Here's a little photo series on my efforts to salvage the hub:

The before photos:

I had to cut the spokes with a pair of aviation snips because the nipples were too corroded to turn and the spokes too rotten to reuse.

Below, the top layer of gunk and rust has been scraped off:

Below, rust removal continues with fine steel wool, penetrating oil, rubbing compound, and even very carefully applied sandpaper over the worst rust spots, never used directly on the chrome.

The external cleanup on this hub is probably about half-finished. I'm hoping for near-pristine by the time I'm done, but it's going to take a lot more elbow grease to get there. I took a peek at the internals, and everything is surprisingly clean in there, so maybe I can get away with not dismantling it entirely.

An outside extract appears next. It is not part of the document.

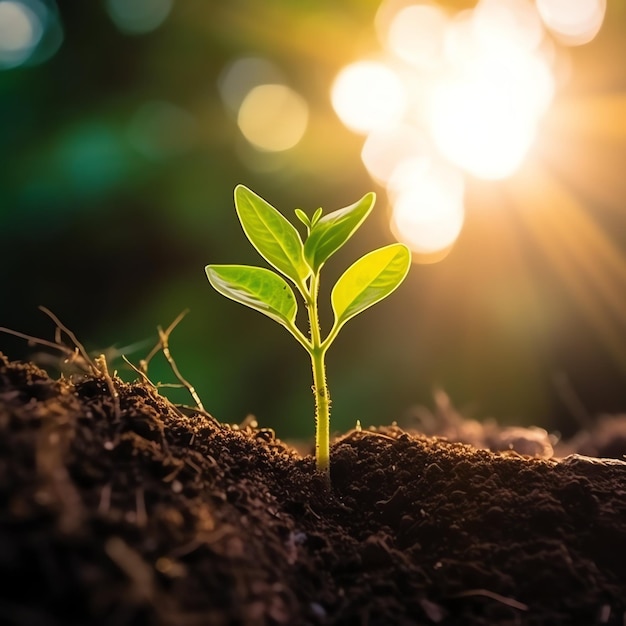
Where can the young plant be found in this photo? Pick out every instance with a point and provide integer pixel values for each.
(366, 282)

Mobile Museum of Material Culture

Artist Kara Ginther has been on the Interwebs a lot lately. You might have seen her hand-carving on leather saddles at To Be, Inspired, or BoingBoing, or Chic Cyclists. While her leatherwork has been getting most of the attention (and rightfully so), I'd also like to mention that Kara has a very neat side project going called the Mobile Museum of Material Culture, which as you can see from the photo above, is powered by an old tandem.

Kara and the MMMC are touring about the Madison, Wisconsin area this fall, so if you're in the area, check out their schedule, and if you're not, see her Flickr set.